I think that researchers are the source of social progress. I often compare politicians with researchers. For example, if 200 people need something that can only be given to 100 people, a politician might consider either giving it to those who really need it out of the 200 or giving everyone a half share of it. On the contrary, researchers take on the challenge of creating value by turning 100 into 200 or even 1000. This way of thinking is exactly what led me to halve the amount of transmitted information by compressing the speech data so as to double the efficiency of utilization of the radio waves when the digitization of mobile phones began.
Although I have passed retirement age, I am continuing my research on speech as an NTT Fellow. I consider my status as proof of the importance that NTT attaches to research on speech. Accordingly, I want to strive to continue research on the theme of speech by explaining to younger researchers the importance and value of the research on speech and by conveying its appeal to them. It is important to maintain the belief that this research is important, even if society does not yet recognize its importance.

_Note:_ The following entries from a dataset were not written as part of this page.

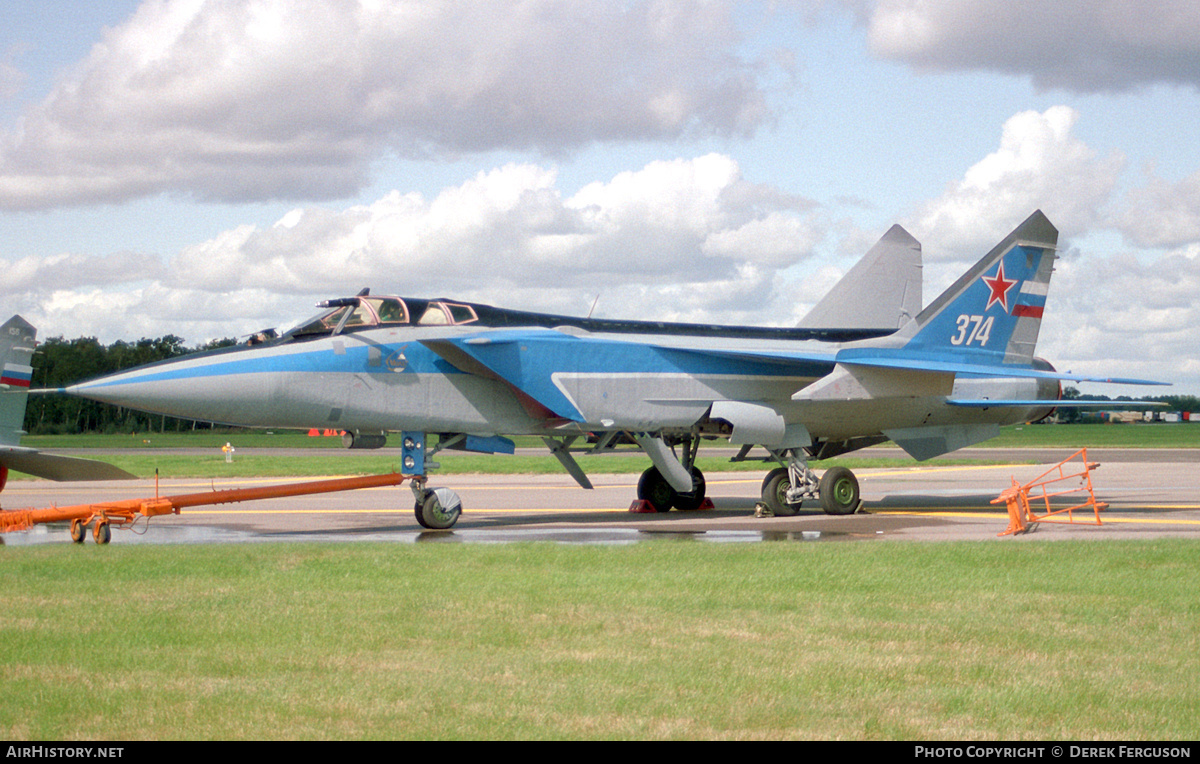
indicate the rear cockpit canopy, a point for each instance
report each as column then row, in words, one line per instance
column 366, row 312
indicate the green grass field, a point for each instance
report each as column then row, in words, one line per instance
column 661, row 639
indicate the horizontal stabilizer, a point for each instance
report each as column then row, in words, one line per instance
column 876, row 358
column 1059, row 404
column 925, row 443
column 60, row 468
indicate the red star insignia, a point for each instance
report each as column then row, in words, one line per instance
column 1000, row 287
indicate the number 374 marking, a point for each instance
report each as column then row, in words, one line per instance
column 972, row 329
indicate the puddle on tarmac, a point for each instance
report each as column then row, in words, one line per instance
column 199, row 534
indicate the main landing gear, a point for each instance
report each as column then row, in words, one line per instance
column 654, row 488
column 660, row 494
column 785, row 488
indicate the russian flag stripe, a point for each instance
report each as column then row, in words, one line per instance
column 16, row 376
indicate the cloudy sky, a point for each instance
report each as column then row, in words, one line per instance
column 208, row 168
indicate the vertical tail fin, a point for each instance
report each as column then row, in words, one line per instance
column 17, row 343
column 993, row 313
column 882, row 290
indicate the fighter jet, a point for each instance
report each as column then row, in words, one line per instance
column 17, row 344
column 867, row 366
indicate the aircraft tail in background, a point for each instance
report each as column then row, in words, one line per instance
column 17, row 342
column 18, row 338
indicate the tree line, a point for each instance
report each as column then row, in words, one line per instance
column 61, row 362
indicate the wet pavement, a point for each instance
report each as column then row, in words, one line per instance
column 1147, row 497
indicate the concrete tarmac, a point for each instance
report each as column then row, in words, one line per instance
column 1151, row 493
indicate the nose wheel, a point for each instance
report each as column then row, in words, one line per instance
column 437, row 509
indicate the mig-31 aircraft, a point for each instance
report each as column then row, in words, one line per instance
column 864, row 367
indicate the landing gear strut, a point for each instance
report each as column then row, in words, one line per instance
column 437, row 509
column 785, row 488
column 654, row 488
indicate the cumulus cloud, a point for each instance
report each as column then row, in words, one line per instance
column 294, row 98
column 1087, row 46
column 684, row 240
column 1162, row 214
column 1120, row 314
column 1039, row 164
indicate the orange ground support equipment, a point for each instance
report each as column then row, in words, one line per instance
column 1072, row 476
column 102, row 516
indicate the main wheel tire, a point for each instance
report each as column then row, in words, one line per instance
column 694, row 498
column 839, row 492
column 439, row 509
column 774, row 493
column 653, row 487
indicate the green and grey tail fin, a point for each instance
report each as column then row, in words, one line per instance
column 18, row 338
column 17, row 342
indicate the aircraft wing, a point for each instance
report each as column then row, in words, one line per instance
column 55, row 467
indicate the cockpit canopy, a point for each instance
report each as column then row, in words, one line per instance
column 364, row 312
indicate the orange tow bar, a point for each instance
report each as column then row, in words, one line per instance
column 126, row 511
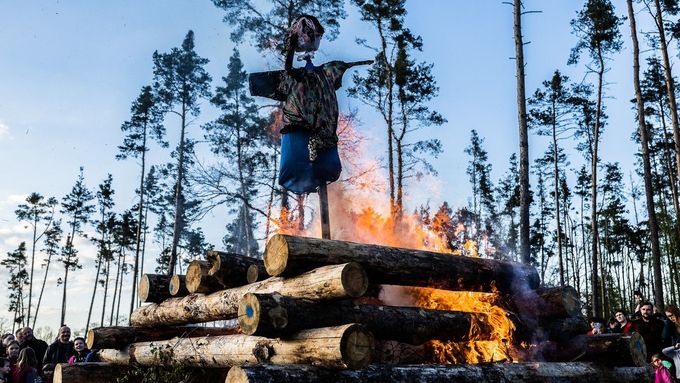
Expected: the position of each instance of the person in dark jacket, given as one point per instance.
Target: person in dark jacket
(38, 345)
(58, 352)
(649, 328)
(6, 339)
(13, 352)
(81, 351)
(25, 370)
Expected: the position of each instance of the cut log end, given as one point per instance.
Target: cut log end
(253, 274)
(249, 314)
(638, 350)
(215, 262)
(144, 284)
(153, 287)
(90, 338)
(237, 375)
(358, 346)
(354, 280)
(177, 285)
(276, 255)
(198, 280)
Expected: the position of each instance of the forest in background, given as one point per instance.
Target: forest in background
(590, 225)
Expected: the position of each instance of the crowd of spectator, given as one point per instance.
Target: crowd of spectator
(659, 329)
(26, 359)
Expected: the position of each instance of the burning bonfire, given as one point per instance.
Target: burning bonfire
(385, 301)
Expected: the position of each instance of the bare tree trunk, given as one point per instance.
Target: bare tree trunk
(595, 280)
(140, 225)
(670, 87)
(523, 138)
(556, 174)
(179, 204)
(94, 290)
(115, 291)
(120, 287)
(390, 112)
(644, 142)
(106, 286)
(30, 283)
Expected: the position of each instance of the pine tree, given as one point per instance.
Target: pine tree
(479, 173)
(105, 204)
(508, 198)
(238, 137)
(377, 87)
(644, 142)
(144, 124)
(51, 249)
(550, 114)
(77, 208)
(15, 263)
(524, 192)
(416, 87)
(597, 27)
(267, 25)
(39, 213)
(180, 81)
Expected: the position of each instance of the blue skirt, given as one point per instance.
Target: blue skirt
(300, 175)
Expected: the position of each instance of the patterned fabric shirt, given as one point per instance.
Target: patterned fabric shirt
(311, 104)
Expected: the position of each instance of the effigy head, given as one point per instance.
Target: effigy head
(304, 35)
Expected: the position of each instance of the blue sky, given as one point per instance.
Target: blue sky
(70, 69)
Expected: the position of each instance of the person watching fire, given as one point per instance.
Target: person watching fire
(649, 327)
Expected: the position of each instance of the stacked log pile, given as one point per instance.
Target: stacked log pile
(307, 313)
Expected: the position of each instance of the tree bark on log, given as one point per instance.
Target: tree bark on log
(328, 282)
(256, 273)
(234, 269)
(273, 315)
(199, 281)
(472, 373)
(111, 373)
(289, 255)
(347, 346)
(154, 288)
(90, 372)
(121, 337)
(613, 349)
(178, 287)
(552, 303)
(562, 330)
(605, 349)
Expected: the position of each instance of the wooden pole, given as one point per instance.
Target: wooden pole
(234, 269)
(198, 279)
(347, 346)
(329, 282)
(90, 372)
(273, 315)
(154, 288)
(325, 218)
(287, 255)
(535, 372)
(178, 287)
(121, 337)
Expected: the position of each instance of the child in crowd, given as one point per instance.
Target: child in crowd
(81, 351)
(4, 370)
(661, 373)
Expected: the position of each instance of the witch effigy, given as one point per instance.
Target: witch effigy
(309, 141)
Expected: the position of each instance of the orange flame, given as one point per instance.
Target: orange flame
(360, 212)
(495, 349)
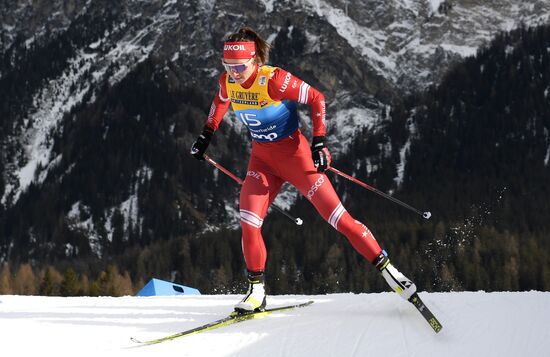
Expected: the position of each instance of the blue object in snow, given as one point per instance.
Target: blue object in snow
(156, 287)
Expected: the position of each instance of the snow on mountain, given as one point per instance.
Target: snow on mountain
(475, 324)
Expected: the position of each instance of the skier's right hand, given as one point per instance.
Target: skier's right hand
(199, 146)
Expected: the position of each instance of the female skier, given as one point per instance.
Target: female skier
(264, 99)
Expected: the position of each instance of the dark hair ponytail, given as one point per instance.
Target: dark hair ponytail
(248, 34)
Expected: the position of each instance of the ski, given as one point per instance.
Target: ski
(233, 318)
(426, 313)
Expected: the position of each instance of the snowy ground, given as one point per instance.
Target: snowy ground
(475, 324)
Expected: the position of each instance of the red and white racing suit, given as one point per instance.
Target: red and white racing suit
(266, 103)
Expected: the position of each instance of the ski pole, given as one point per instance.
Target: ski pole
(425, 215)
(298, 220)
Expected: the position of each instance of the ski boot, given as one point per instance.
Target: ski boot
(399, 283)
(255, 299)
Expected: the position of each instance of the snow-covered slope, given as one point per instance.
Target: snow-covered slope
(475, 324)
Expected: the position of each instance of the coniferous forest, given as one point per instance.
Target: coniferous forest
(477, 156)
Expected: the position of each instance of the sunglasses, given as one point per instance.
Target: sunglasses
(238, 68)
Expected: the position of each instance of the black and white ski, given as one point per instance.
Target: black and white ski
(229, 320)
(426, 313)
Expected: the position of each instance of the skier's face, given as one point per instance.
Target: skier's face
(239, 69)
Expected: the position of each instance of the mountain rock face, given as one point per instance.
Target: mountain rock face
(101, 101)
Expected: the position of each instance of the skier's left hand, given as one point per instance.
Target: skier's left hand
(320, 154)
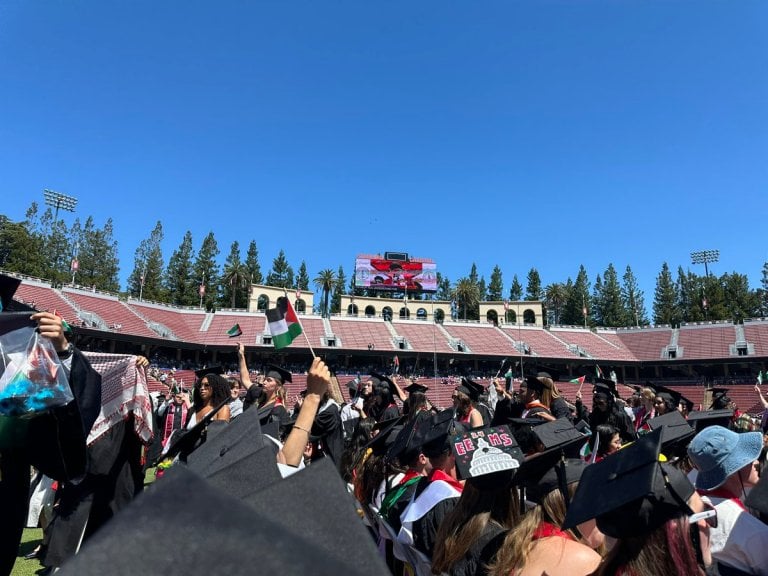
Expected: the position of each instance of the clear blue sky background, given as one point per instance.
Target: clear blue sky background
(531, 133)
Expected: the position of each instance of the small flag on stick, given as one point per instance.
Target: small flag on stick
(283, 323)
(234, 331)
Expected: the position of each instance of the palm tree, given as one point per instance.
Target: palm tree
(325, 281)
(467, 294)
(236, 276)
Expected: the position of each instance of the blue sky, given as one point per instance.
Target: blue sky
(530, 133)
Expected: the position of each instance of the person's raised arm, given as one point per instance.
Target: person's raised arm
(242, 366)
(318, 379)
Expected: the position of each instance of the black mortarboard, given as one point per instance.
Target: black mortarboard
(631, 493)
(182, 524)
(212, 370)
(273, 371)
(560, 433)
(720, 398)
(485, 451)
(8, 287)
(555, 477)
(380, 379)
(434, 434)
(675, 432)
(470, 388)
(605, 386)
(702, 419)
(416, 387)
(315, 502)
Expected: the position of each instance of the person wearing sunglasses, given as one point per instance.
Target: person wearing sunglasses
(726, 468)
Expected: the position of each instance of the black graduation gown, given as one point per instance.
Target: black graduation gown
(55, 443)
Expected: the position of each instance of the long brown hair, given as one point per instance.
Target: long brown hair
(495, 502)
(519, 541)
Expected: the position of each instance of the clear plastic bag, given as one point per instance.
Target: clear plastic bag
(32, 379)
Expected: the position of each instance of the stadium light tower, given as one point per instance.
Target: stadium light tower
(705, 257)
(58, 200)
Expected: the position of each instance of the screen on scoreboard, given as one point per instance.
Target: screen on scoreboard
(395, 275)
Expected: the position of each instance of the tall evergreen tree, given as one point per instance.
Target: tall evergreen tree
(235, 280)
(252, 263)
(205, 271)
(664, 299)
(148, 265)
(633, 299)
(180, 286)
(613, 311)
(495, 286)
(325, 282)
(516, 290)
(533, 288)
(281, 274)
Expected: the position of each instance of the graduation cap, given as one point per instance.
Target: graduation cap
(605, 386)
(416, 387)
(720, 399)
(183, 524)
(433, 434)
(676, 432)
(315, 503)
(560, 433)
(278, 373)
(702, 419)
(218, 370)
(631, 493)
(485, 451)
(8, 287)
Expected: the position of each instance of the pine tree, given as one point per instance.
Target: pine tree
(533, 288)
(205, 271)
(281, 274)
(633, 299)
(516, 290)
(252, 263)
(148, 267)
(235, 280)
(180, 286)
(496, 286)
(664, 307)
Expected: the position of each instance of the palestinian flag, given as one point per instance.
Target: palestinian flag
(283, 323)
(234, 331)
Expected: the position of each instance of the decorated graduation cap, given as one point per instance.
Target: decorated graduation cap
(486, 451)
(217, 370)
(278, 373)
(433, 434)
(605, 386)
(676, 432)
(470, 388)
(720, 399)
(416, 387)
(704, 418)
(631, 493)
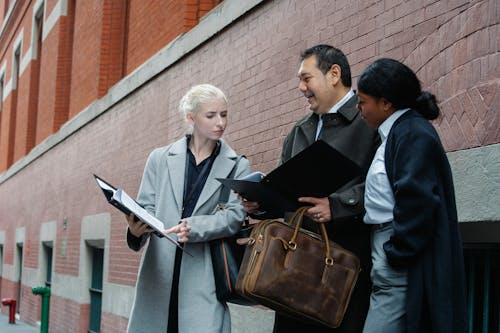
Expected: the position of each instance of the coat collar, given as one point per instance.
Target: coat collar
(175, 160)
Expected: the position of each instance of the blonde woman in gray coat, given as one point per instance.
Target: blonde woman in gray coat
(175, 292)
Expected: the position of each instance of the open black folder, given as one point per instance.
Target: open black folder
(317, 171)
(121, 200)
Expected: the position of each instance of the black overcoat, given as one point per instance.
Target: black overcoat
(349, 134)
(426, 237)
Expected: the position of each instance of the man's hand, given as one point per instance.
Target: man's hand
(250, 207)
(137, 228)
(182, 230)
(320, 212)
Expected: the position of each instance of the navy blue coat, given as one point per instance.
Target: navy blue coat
(426, 237)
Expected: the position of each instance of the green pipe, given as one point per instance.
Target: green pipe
(45, 293)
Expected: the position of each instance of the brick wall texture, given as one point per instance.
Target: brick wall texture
(452, 45)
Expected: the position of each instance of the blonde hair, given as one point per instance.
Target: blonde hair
(198, 95)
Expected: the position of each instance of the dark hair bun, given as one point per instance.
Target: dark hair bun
(426, 104)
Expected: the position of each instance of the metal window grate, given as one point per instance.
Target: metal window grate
(482, 265)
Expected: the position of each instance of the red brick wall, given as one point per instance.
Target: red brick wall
(47, 91)
(69, 316)
(86, 52)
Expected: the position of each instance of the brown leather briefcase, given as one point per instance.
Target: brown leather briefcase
(294, 271)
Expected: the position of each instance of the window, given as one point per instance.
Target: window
(19, 265)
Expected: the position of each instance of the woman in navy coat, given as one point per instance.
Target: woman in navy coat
(418, 272)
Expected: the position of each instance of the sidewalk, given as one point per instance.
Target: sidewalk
(18, 327)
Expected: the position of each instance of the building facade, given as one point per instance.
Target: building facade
(91, 87)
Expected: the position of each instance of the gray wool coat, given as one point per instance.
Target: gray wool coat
(161, 193)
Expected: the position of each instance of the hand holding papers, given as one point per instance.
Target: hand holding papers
(317, 171)
(121, 200)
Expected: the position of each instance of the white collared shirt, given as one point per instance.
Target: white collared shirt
(379, 199)
(334, 109)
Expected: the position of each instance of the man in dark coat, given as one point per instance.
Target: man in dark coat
(426, 238)
(325, 80)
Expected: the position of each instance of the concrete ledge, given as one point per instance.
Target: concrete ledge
(215, 21)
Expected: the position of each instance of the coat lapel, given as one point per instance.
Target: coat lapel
(221, 168)
(176, 166)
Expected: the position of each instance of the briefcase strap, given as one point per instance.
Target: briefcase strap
(297, 217)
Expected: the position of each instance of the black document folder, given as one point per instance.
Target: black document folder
(122, 201)
(317, 171)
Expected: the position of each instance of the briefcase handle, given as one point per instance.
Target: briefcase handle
(297, 217)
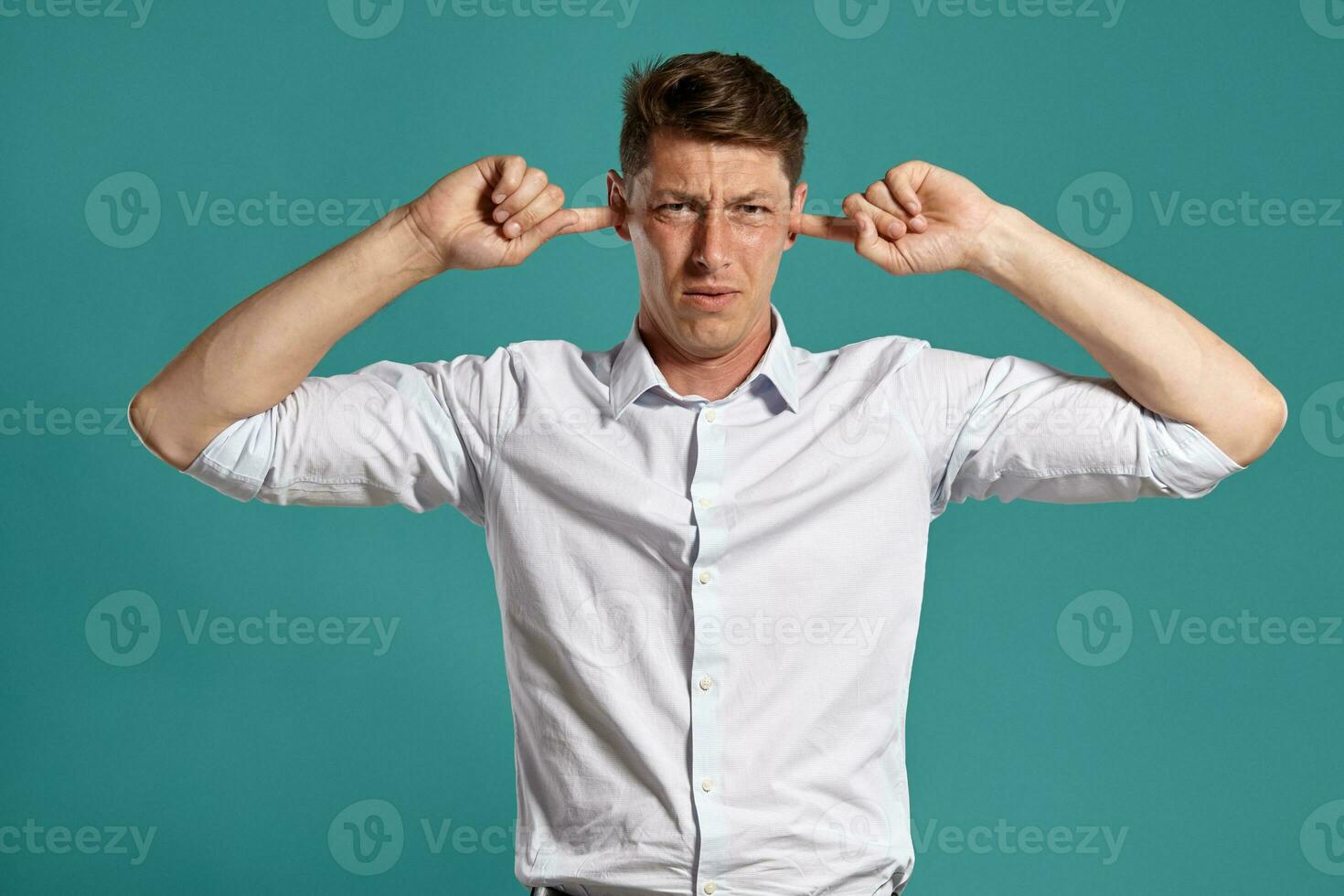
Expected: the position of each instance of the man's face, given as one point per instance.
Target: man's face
(707, 217)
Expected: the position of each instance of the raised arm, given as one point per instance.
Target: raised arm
(923, 219)
(492, 212)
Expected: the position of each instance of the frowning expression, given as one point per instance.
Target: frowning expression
(709, 223)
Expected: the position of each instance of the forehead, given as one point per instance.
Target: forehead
(689, 164)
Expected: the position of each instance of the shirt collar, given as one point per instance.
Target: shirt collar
(634, 371)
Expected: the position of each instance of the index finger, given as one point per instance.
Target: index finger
(594, 218)
(827, 228)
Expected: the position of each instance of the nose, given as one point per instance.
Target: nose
(711, 242)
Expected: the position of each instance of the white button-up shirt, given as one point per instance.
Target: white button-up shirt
(709, 606)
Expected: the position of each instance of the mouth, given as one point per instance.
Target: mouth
(709, 298)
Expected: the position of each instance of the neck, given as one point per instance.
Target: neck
(711, 378)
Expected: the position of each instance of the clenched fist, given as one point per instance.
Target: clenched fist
(495, 212)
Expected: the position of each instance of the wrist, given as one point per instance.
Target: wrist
(420, 252)
(1000, 243)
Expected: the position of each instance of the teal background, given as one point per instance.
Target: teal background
(1212, 756)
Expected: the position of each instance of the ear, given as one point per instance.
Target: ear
(617, 197)
(800, 197)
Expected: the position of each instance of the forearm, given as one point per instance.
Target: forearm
(1158, 354)
(262, 348)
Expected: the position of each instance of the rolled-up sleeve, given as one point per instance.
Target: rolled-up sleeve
(414, 434)
(1012, 427)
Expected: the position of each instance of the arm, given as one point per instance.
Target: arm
(1158, 354)
(260, 351)
(923, 219)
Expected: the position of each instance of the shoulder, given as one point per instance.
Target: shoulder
(878, 357)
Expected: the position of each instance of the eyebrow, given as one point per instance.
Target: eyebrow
(684, 197)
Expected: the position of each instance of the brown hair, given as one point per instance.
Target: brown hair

As a researcher, you should be sensitive to research trends, but do not follow fads. While it is important to pursue research in depth, you should not be splitting hairs. Writing papers is important, but it is also important not to end your research with self-satisfaction just because you have written a paper. I hope that young researchers will become long-lived researchers who pursue a theme that they can stay true to while keeping up with trends.
Takehiro Moriya received a B.S., M.S., and Ph.D. in mathematical engineering and instrumentation physics from the University of Tokyo in 1978, 1980, and 1989. Since joining the Nippon Telegraph and Telephone Public Corporation (now NTT) in 1980, he has been engaged in research on medium to low bitrate speech and audio coding. In 1989, he worked at AT&T Bell Laboratories, NJ, USA, as a visiting researcher. Since 1990, he has contributed to the standardization of coding techniques for the Japanese Personal Digital Cellular system, ITU-T G.729, G.711.0, ISO/IEC MPEG, MPEG-4 General Audio Coding, MPEG-4 Audio Lossless Coding, and 3GPP EVS. He is an honorary member and Fellow of IEICE (Institute of Electronics, Information and Communication Engineers), Life Fellow of IEEE (Institute of Electrical and Electronics Engineers), member of the Information Processing Society of Japan, and honorary member of the Acoustical Society of Japan.